ImageIn vielen europäischen Ländern sind rechtsextreme Parteien auf dem Vormarsch. Auch in Österreich. Nach jedem neuen Wahlerfolg der äußersten Rechten beklagen VertreterInnen der politischen Mitte diese Entwicklung. Dabei ist es oft genau diese politische Mitte, deren neoliberale Politik den Rechtsextremen die Stimmen zutreibt. Von Bernhard Golob.

Die neoliberale  Katze beißt sich in den rechtsextremen Schwanz.

Oktober 2010: Bei der Landtags- und Gemeinderatswahl kommt die FPÖ auf 27 % der Stimmen. „Sieg der Hetzer“ titelt das „Profil, die KommentatorInnen im „ Standard“ und im „Falter“ sind entsetzt, der (sozial)demokratisch-bürgerliche-grün/liberale Teil der veröffentlichten politischen Meinung in Österreich treibt Ursachenforschung. Wie schafft der Strache das? Diese Karikatur eines Haider-Klons? Mit seinen ewig gleichen Worthülsen von wegen „Ausländer“ und „Österreich zuerst“. Warum fallen sie bloß rein auf ihn, die „Wohlstandsverlierer“? Wo wir ihnen doch eh die ganze Zeit sagen, dass die Rechten schlimme Populisten sind, die nur Scheinlösungen anbieten….

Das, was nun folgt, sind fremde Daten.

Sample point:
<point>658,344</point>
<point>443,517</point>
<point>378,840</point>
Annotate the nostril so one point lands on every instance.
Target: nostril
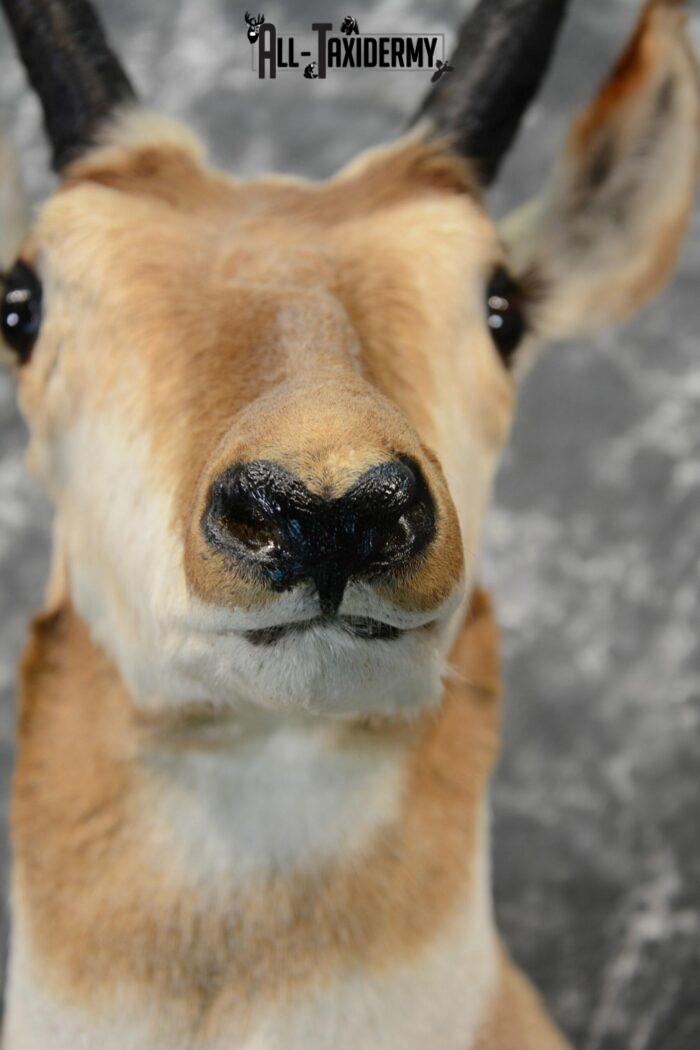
<point>235,516</point>
<point>263,516</point>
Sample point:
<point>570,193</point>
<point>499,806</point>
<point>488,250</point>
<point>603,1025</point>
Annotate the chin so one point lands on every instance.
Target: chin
<point>334,669</point>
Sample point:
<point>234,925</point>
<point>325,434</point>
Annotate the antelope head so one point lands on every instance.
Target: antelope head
<point>269,413</point>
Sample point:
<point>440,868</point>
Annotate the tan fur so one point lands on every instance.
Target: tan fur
<point>102,908</point>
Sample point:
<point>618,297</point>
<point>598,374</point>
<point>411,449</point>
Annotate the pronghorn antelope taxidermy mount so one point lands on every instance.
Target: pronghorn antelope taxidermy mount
<point>260,709</point>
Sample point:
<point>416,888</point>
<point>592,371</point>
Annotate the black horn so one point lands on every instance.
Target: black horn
<point>78,79</point>
<point>501,58</point>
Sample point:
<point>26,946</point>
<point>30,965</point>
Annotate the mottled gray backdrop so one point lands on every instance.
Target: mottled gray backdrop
<point>593,543</point>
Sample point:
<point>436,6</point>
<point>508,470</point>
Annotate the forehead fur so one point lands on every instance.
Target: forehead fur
<point>398,242</point>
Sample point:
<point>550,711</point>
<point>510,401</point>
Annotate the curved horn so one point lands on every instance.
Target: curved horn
<point>501,58</point>
<point>77,77</point>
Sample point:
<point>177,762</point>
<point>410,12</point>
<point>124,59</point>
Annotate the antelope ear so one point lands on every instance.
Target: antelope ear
<point>605,235</point>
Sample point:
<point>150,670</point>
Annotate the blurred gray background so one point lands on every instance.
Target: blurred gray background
<point>593,543</point>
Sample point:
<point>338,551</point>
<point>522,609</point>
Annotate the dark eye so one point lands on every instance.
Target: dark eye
<point>505,313</point>
<point>20,309</point>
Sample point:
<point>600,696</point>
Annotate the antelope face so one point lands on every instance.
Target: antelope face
<point>269,413</point>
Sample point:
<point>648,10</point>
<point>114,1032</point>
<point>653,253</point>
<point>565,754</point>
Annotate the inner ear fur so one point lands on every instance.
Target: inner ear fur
<point>605,236</point>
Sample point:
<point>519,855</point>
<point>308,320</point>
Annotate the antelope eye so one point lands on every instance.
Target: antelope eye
<point>20,309</point>
<point>505,314</point>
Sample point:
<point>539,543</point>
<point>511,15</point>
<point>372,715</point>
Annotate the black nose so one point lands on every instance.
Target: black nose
<point>266,517</point>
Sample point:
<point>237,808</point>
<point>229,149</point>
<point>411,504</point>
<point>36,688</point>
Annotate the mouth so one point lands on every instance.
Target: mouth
<point>358,627</point>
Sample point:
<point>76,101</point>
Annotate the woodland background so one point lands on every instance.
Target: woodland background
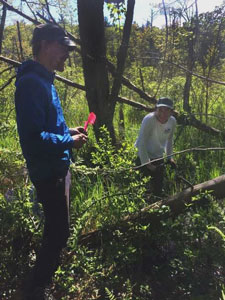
<point>124,243</point>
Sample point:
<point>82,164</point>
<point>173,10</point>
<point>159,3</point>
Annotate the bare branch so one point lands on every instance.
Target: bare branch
<point>2,25</point>
<point>5,70</point>
<point>20,40</point>
<point>7,83</point>
<point>11,8</point>
<point>122,53</point>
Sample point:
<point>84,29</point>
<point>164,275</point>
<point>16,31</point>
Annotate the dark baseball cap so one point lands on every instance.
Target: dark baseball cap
<point>52,32</point>
<point>165,102</point>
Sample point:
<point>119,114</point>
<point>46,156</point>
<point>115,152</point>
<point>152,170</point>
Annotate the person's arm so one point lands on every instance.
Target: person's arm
<point>144,135</point>
<point>169,145</point>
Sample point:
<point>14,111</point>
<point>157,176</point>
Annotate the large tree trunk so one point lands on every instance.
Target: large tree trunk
<point>93,48</point>
<point>93,51</point>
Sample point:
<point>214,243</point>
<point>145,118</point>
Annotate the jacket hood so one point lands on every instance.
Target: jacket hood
<point>31,66</point>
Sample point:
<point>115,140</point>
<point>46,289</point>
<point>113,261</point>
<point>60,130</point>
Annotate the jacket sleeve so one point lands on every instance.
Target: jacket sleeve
<point>31,101</point>
<point>169,145</point>
<point>144,133</point>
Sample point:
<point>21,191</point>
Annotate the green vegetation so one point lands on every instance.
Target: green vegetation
<point>179,257</point>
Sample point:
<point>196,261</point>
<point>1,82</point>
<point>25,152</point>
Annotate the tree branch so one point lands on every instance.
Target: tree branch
<point>181,119</point>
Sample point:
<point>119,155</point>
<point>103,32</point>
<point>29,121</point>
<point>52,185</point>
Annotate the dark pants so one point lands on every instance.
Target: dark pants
<point>156,181</point>
<point>54,197</point>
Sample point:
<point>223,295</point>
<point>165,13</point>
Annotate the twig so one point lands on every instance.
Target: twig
<point>7,83</point>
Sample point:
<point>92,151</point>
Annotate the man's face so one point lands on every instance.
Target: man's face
<point>57,54</point>
<point>163,113</point>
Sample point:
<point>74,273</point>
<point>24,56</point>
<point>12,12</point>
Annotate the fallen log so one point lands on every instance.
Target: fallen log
<point>151,214</point>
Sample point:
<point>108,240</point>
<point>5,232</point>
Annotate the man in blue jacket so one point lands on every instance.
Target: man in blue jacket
<point>46,142</point>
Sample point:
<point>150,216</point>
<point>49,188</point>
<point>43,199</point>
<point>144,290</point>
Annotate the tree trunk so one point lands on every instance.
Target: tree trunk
<point>93,50</point>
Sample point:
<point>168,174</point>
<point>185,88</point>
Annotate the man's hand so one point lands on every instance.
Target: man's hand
<point>77,130</point>
<point>79,139</point>
<point>151,167</point>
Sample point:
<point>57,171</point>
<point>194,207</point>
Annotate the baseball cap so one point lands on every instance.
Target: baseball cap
<point>52,32</point>
<point>165,102</point>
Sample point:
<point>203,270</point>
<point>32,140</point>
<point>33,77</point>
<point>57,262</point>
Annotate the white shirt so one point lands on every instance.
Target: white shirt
<point>155,138</point>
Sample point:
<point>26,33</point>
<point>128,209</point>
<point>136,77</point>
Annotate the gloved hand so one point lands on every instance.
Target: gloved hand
<point>172,163</point>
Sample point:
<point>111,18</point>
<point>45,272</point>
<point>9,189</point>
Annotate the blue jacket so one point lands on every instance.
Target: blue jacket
<point>44,136</point>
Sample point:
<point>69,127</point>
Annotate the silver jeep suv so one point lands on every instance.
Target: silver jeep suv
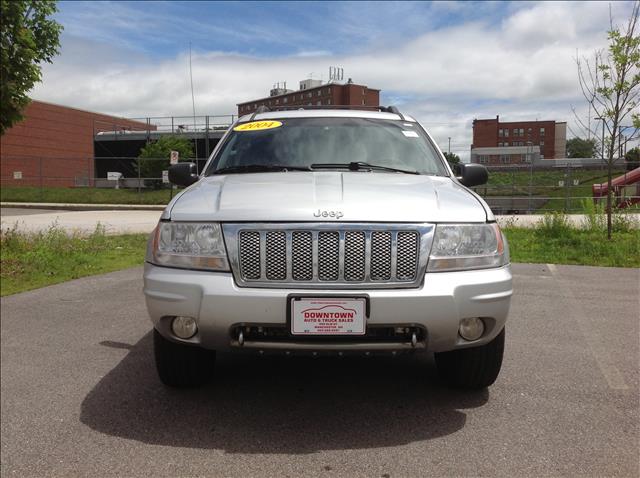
<point>328,231</point>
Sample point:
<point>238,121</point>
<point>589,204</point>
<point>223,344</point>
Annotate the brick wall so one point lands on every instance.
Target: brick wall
<point>486,134</point>
<point>327,95</point>
<point>53,145</point>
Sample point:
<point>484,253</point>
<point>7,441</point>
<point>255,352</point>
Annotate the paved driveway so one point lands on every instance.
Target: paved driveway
<point>80,395</point>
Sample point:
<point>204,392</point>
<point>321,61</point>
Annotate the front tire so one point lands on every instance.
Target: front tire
<point>474,367</point>
<point>181,365</point>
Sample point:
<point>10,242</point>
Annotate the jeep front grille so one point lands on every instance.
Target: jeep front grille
<point>316,255</point>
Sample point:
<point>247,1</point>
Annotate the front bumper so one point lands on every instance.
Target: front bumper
<point>436,308</point>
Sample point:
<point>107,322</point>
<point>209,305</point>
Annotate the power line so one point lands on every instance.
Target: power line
<point>193,105</point>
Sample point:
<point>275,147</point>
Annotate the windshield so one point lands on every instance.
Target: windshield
<point>300,143</point>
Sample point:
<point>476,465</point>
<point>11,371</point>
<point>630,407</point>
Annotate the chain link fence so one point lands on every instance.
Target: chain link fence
<point>511,189</point>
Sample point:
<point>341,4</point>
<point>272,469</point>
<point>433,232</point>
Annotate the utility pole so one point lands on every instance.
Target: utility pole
<point>602,142</point>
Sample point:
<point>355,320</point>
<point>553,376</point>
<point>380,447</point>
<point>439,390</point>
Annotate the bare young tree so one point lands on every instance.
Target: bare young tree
<point>610,82</point>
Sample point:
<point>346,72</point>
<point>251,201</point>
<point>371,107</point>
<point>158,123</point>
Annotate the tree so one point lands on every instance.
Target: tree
<point>29,38</point>
<point>154,157</point>
<point>632,158</point>
<point>610,82</point>
<point>453,158</point>
<point>581,148</point>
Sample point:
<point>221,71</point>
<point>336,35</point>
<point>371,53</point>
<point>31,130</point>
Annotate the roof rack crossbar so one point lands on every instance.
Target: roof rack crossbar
<point>394,110</point>
<point>261,109</point>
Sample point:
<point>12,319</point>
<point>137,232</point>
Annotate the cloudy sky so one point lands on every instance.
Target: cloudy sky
<point>444,63</point>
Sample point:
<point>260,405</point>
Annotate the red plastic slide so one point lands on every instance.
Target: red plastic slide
<point>626,189</point>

Mittlerweile sehen neue Umfragen die FPÖ bei kommenden Nationalratswahlen bereits in der Nähe von Platz eins, aber die Debatte über die Gründe dafür stagniert. – Dabei wäre es durchaus interessant, den Vormarsch der Rechtsextremen in weiten Teilen Europas in Bezug zu setzen mit dem Vormarsch neoliberaler Politik und Ideologie in die „Mitte“ der Gesellschaft. Denn eines ist offensichtlich: In den meisten europäischen Ländern hat sich das politische Spektrum in den letzten Jahren klar nach rechts verschoben. Die großen politischen Parteien sind sich weitgehend einig über Grundstrukturen einer Politik, die in Richtung neoliberaler Umformung der Gesellschaft geht. Eckpunkte sind etwa Abbau des staatlichen und kommunalen Sektors, Privatisierung, Sozialabbau, Verschärfung der Zumutbarkeitskriterien für Arbeitslose, Verschärfung der Asylpolitik, vermehrter Arbeits- und Leistungsdruck, Entsolidarisierung… Debattiert wird zwischen den großen politischen Parteien über das Ausmaß der Einsparungen, über das Ausmaß der Privatisierungen: Die Christlichsozialen und die Liberalen wollen ein bisschen mehr, die Sozialdemokraten ein bisschen weniger - aber die Richtung ist weitgehend unbestritten. Der „rote“ Sozialminister bedauert die Kürzungen im Familienbereich, der schwarze Finanzminister lobt die „Budgetdisziplin“ – aber beide sind sich einig, dass es halt nicht anders geht. Währenddessen wächst die Kluft zwischen Arm und Reich in Österreich wie in der ganzen EU, die soziale Schere geht immer weiter auseinander, und Strache, Le Pen oder Geert Wilders können sich wieder als Verteidiger des „kleinen Mannes“ in Szene setzen.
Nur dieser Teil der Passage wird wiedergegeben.